Foster is perhaps best known as co-editor-in-chief of 3:AM Magazine, a publication with a record of supporting the talents of writers who have gone on to publish impressive story collections. Probably the most highly regarded of the 3:AM alumni are Joanna Walsh and Eley Williams, and Foster's collection is very much of a piece with books like Walsh's Vertigo and Worlds from the Word's End as well as Williams's Attrib. Letter to the Author of the Letter to the Father has the same cool intelligence—a little aloof, a little arch—and the same interest in invoking conventions of literary form in order to establish expectations which it proceeds repeatedly to dash or evade. To these qualities, however, it adds two new ones: a sense of expansiveness, both spatially and temporally, combined with a contradictory sense of constriction or compression. Put these new qualities down to its geographical idiosyncrasies. Foster is Australian, and most of the pieces in his book are set in his native country. Especially in the many pieces that deal with the incidents of a free-roaming youth—throwing stones, petty theft—Australia comes across as an unbounded place of unstructured time, a place where whims can be followed without obligations to any kind of authority, even as broader existential possibilities are circumscribed by suburban squalor, alienation, and the languid, life-sapping heat.

While a couple of pieces in the collection are overlong or stylistically tame by comparison to the others—"The Taipan," for instance, or "Ten Days in Delhi"—there are at least half a dozen real gems, every bit the equal of Walsh and Williams at their best. "Music for Church Organs" and "Stone Fur Fish Skin Blood" are both daringly structured; they find subtle, graceful ways of braiding together an assortment of distinct images and incidents by more means than just an associative drift from one to the next. "Black Chalk with Touches of White on Brown Paper" moves fluidly between past and present, and reality and fantasy, as a romantic relationship decays under the weight of an accumulation of lies. Its aesthetic virtuosity is a perfect match for its emotional ballast; in structure and in substance, it is a story of devastating force.

"Then God; or, The Daily Torments of the Devil" showcases Foster's signature move at its most accomplished.

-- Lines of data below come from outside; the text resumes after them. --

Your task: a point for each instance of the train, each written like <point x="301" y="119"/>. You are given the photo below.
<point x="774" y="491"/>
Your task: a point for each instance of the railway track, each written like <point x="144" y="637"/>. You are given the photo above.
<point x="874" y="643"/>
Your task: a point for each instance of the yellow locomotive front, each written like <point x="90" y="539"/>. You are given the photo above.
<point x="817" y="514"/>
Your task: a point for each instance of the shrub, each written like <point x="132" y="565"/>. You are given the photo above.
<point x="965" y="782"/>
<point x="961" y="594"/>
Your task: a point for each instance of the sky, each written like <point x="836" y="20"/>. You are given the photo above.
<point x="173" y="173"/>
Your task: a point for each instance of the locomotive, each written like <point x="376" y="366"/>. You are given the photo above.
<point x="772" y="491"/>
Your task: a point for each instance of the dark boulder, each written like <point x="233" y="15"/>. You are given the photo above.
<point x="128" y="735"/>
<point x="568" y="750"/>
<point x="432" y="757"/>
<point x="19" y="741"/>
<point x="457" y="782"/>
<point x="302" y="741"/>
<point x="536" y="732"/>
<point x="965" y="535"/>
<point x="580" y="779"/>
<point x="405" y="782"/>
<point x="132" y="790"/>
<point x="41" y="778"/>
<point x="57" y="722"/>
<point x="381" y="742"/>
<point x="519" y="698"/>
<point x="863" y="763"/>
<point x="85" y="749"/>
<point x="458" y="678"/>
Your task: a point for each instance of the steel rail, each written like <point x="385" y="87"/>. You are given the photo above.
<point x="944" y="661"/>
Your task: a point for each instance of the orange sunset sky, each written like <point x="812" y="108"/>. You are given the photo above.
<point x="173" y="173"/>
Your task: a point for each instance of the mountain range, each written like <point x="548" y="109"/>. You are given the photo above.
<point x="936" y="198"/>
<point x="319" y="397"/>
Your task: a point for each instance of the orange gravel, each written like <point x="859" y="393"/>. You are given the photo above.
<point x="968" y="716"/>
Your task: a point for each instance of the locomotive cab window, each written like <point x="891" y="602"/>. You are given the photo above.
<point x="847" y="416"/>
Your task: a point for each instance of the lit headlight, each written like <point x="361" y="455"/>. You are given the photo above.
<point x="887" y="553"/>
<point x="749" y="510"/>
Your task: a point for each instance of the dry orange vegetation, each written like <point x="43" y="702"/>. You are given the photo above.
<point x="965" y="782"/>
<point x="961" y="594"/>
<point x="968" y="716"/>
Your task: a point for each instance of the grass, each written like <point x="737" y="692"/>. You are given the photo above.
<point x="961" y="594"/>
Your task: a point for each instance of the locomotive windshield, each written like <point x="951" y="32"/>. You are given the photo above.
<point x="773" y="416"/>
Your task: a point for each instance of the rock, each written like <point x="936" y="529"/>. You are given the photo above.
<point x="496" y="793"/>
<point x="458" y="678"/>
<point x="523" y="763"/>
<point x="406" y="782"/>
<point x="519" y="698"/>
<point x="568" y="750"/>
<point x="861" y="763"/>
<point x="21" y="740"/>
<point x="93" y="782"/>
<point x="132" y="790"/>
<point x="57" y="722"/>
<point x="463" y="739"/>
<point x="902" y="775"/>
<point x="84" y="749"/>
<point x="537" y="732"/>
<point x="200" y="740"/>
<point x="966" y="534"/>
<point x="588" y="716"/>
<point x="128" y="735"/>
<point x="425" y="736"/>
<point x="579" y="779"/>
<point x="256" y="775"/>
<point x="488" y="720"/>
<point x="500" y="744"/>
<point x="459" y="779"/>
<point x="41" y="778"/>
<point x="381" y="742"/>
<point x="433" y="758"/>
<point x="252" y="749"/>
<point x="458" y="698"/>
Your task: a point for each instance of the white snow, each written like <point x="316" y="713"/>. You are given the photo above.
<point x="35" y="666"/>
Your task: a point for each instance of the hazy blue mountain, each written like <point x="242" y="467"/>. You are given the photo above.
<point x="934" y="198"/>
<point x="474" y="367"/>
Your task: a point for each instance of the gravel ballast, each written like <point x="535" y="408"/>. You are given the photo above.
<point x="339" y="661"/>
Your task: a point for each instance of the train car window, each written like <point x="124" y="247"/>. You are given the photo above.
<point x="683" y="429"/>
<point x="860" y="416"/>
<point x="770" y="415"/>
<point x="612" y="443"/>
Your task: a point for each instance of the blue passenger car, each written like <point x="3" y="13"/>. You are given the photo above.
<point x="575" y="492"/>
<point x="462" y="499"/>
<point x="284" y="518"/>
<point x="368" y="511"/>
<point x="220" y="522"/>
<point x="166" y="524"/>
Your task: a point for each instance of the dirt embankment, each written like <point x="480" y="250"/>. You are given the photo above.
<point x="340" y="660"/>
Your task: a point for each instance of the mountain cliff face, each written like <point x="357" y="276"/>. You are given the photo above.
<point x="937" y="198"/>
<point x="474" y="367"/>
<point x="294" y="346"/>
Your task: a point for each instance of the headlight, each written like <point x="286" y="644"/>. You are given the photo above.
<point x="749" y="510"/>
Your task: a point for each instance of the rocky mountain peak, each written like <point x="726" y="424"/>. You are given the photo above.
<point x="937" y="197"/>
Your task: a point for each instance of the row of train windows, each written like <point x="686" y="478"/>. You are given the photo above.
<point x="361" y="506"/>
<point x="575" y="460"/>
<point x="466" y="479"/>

Here are seventeen fragments about the devil's adventures as he prowls amongst his human prey ("The devil thinks you resemble your mother, who he knew well, very well, when she was young"), but even though they are numbered from I to XVII in a way that suggests a sequential meaning, they're all inconclusive and any two adjacent fragments are basically non sequiturs. Along the same lines, in the most strangely moving piece in the collection, "Economies of Scale" uses an equals sign to assert a series of unexplained equivalences between phenomena from seemingly different spheres of life: "1 sentence = washing the dishes from lunch," "Tight-lipped, brow set, deciding to carry the burden yourself = a dented oven, a broken photo frame, dirty secrets that are no longer secrets, a burden that deflates when poked," "2 dead birds, cord tying their feet = 1 overgrown temple, where the gods used to gather." The cumulative effect of these fragments is dizzying, exhilarating, as entire novels spring up out of those mathematical symbols and the imperative to derive some meaning from them.

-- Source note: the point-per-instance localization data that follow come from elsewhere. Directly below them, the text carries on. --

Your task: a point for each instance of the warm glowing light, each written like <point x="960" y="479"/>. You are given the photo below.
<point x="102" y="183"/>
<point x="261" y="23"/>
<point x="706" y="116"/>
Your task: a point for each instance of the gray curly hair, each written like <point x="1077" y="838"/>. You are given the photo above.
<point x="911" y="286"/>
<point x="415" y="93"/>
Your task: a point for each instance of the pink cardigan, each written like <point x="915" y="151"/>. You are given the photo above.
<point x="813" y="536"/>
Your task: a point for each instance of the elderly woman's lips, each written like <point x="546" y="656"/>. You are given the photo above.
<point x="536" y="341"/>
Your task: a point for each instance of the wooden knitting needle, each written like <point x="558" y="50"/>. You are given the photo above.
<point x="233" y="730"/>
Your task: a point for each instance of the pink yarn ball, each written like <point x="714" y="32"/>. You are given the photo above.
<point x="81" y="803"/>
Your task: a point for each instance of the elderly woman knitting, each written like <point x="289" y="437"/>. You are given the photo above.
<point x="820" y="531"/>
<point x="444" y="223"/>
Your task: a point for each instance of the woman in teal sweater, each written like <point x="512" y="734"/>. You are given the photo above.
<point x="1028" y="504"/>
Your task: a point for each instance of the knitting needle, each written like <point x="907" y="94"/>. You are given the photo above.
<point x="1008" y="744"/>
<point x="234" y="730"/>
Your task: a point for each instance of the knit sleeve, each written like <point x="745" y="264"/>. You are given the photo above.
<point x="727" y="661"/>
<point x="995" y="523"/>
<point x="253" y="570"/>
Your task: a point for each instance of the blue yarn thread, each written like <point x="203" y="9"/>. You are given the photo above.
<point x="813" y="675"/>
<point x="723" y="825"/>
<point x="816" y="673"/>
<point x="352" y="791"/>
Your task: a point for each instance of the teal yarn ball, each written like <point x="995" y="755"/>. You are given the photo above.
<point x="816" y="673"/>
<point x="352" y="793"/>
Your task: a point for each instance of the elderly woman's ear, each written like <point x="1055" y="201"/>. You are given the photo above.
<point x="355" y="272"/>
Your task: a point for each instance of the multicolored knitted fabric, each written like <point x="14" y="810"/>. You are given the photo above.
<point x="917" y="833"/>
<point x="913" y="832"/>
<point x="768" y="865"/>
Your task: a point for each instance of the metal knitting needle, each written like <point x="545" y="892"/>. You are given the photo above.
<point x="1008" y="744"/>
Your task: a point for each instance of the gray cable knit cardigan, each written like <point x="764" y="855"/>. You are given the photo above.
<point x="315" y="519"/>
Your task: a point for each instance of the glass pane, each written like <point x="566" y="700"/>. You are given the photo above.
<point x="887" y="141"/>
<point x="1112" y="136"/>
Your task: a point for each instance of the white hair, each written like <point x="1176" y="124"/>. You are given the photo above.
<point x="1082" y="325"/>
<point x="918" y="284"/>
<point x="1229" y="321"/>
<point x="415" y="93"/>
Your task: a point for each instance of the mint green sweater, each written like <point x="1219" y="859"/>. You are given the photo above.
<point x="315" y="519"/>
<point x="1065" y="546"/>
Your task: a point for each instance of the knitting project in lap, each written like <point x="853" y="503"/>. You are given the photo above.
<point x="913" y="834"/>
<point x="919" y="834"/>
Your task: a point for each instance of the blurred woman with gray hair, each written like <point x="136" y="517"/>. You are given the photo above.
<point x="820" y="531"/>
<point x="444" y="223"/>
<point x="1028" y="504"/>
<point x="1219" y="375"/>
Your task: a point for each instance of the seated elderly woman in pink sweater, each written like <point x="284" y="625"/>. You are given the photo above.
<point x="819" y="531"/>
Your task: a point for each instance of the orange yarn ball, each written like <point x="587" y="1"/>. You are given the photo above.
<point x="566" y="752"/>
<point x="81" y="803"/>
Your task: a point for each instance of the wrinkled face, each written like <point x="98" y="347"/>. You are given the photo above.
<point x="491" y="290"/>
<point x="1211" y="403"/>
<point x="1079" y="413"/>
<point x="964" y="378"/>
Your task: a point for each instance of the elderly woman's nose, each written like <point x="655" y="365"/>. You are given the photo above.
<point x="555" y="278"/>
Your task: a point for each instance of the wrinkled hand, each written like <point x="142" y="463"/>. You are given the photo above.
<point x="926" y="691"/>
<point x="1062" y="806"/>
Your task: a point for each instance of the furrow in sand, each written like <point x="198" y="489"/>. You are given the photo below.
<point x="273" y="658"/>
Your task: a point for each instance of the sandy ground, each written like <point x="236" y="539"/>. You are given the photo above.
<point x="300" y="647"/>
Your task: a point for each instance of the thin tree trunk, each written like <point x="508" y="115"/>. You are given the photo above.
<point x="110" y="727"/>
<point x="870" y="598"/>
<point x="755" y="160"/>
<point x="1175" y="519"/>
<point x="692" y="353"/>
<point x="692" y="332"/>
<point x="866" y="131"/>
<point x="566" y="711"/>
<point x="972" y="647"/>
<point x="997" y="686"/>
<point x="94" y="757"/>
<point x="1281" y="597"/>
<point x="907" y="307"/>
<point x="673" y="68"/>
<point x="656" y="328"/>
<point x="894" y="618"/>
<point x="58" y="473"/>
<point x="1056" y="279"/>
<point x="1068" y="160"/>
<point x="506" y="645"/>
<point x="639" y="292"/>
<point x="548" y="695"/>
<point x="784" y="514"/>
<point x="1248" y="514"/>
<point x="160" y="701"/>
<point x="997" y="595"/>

In the opening pages of Here Is Where We Meet, John Berger, or his narrator, is startled to see his mother sitting on a park bench in Lisbon. Like Berger himself when he shows up in Letter to the Author of the Letter to the Father, his mother has been dead for quite some time. Tristan Foster's echo of Berger's novel isn't just a tip of the hat to an acknowledged master. It also amounts to an audacious invocation of a distinguished literary lineage. Risky business, certainly, but it doesn't overstep any boundaries. Foster's deft blend of formal playfulness and moral seriousness marks him out clearly as one of Berger's heirs, even as his book gives new color to those qualities by blending them with details drawn from his own background and interests. His collection offers many rewards in its own right, showcasing his considerable abilities, but it also hints at ambitions which he seems likely to realize and which mark him out as a talent to watch.